I thank William E. Smith for his thoughtful review of mine and Ruth Karras's work, and thank also Reviews in History for the opportunity to respond.

I agree with Dr. Smith that it is important to consider together the (legal) remarriage of widows and (illegal) remarriage of those still married to living spouses, as both were often the subject of scorn in pre-modern Christianity. It will indeed be useful for future scholarship to consider the two kinds of remarriage together, but especially if also considered alongside the rules barring entrance into high religious orders for men who had more than one prior spouse (as found in my book, pp. 19–25).

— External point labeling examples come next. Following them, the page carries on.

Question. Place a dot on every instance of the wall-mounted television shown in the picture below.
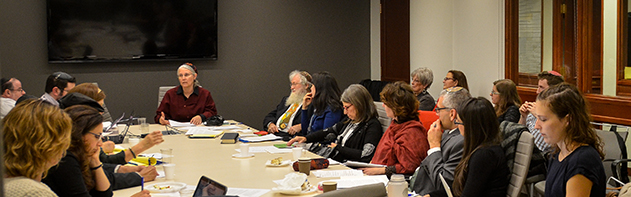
(131, 30)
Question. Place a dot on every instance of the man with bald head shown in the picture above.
(11, 92)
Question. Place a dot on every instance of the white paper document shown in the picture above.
(269, 137)
(354, 181)
(203, 131)
(337, 173)
(245, 192)
(362, 165)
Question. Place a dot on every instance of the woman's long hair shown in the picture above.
(84, 119)
(327, 93)
(508, 95)
(481, 130)
(399, 97)
(358, 96)
(566, 100)
(35, 133)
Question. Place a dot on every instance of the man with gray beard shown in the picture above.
(285, 119)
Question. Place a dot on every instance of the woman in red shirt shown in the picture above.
(188, 102)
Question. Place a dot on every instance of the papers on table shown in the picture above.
(337, 173)
(362, 165)
(354, 181)
(269, 149)
(246, 192)
(204, 131)
(269, 137)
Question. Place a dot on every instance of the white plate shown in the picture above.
(239, 155)
(313, 188)
(174, 187)
(283, 163)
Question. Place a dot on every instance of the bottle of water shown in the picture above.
(397, 186)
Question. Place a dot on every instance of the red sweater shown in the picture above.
(177, 107)
(403, 146)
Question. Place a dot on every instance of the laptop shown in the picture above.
(209, 187)
(446, 186)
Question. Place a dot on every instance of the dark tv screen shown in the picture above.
(131, 30)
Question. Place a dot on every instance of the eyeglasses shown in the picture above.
(97, 136)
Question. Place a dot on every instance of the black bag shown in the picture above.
(215, 120)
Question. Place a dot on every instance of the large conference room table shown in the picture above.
(207, 156)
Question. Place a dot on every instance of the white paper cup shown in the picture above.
(245, 149)
(297, 151)
(169, 171)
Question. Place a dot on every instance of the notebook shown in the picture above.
(446, 186)
(209, 187)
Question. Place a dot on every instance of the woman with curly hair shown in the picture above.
(404, 144)
(32, 146)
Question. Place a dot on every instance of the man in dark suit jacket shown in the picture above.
(445, 148)
(285, 119)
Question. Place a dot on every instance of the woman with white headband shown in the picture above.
(188, 102)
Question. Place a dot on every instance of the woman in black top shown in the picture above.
(354, 138)
(80, 172)
(483, 170)
(506, 100)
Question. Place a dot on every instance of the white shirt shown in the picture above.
(6, 104)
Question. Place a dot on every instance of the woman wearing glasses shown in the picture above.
(483, 170)
(404, 144)
(80, 172)
(455, 78)
(355, 137)
(506, 100)
(188, 102)
(32, 146)
(422, 79)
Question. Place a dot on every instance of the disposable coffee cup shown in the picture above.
(297, 152)
(169, 171)
(167, 155)
(304, 165)
(328, 186)
(245, 149)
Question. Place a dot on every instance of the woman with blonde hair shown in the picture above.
(506, 100)
(575, 167)
(32, 146)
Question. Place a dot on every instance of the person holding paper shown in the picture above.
(188, 102)
(404, 144)
(286, 117)
(355, 137)
(446, 145)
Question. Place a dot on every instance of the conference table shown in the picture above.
(194, 157)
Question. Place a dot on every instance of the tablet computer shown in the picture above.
(209, 187)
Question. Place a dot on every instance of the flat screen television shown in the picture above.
(131, 30)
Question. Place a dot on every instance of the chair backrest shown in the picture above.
(383, 117)
(163, 90)
(611, 147)
(523, 153)
(427, 118)
(372, 190)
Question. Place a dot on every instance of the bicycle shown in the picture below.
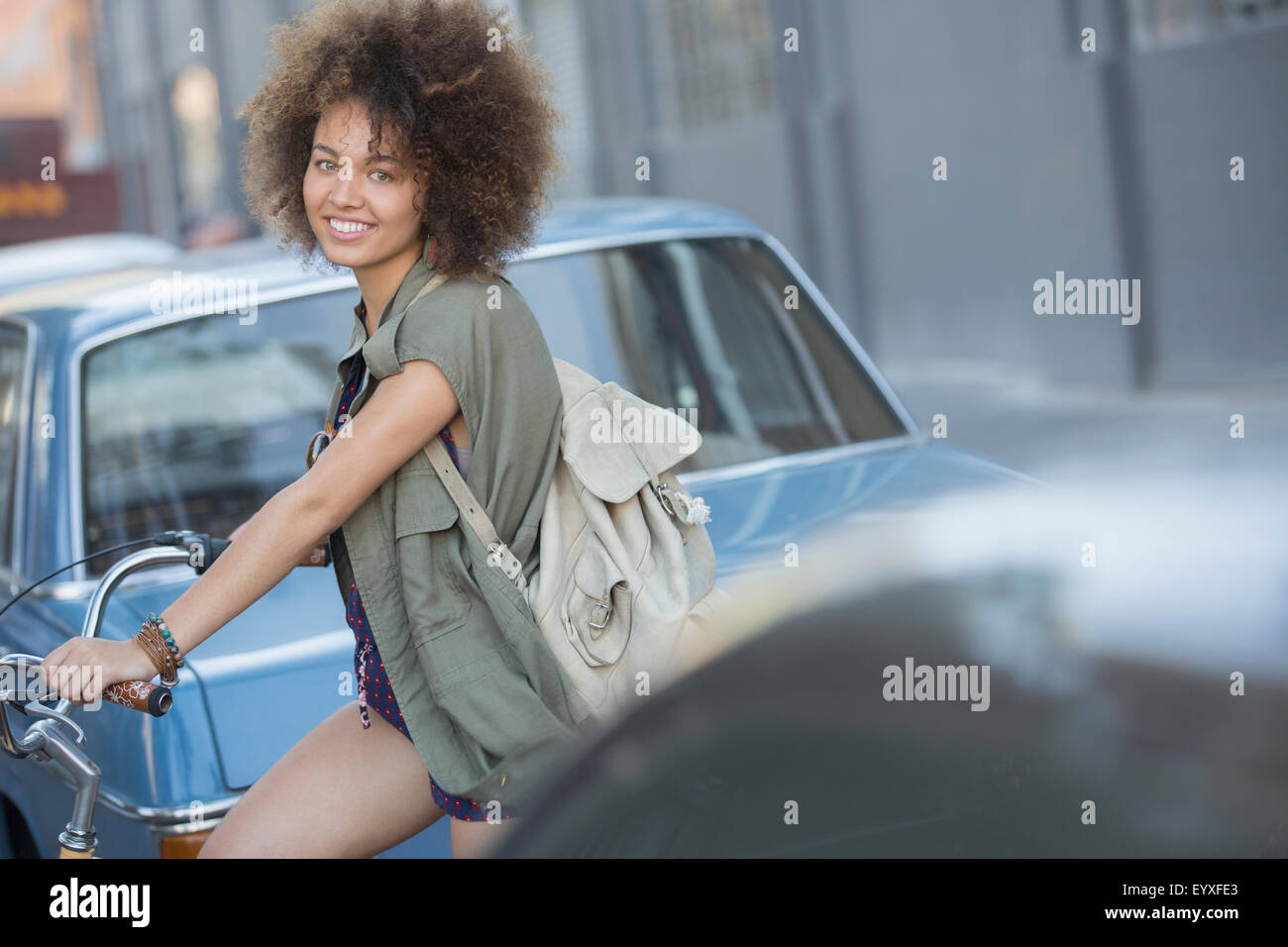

On the subject of the ‘crisis of marriage’, I do see a crisis brewing when laypeople made bigamous marriages for themselves, regardless of the law, but one that only really became a crisis when there was a judicial response to the behaviour. People remarried in similar ways in other parts of Europe at the same time – in Verona, as Emlyn Eisenach demonstrates – but there was no crisis there until secular or church authorities acted to repress the behaviour.  In that sense the crisis arrived in Verona, for example, only in 1520, with a reforming bishop. The transformation in marriage law and practice found at the turn of the 16th century, and particularly the various crises that emerged as both ordinary men and women and church and secular authorities came to care so deeply about how they married, unquestionably merits further study.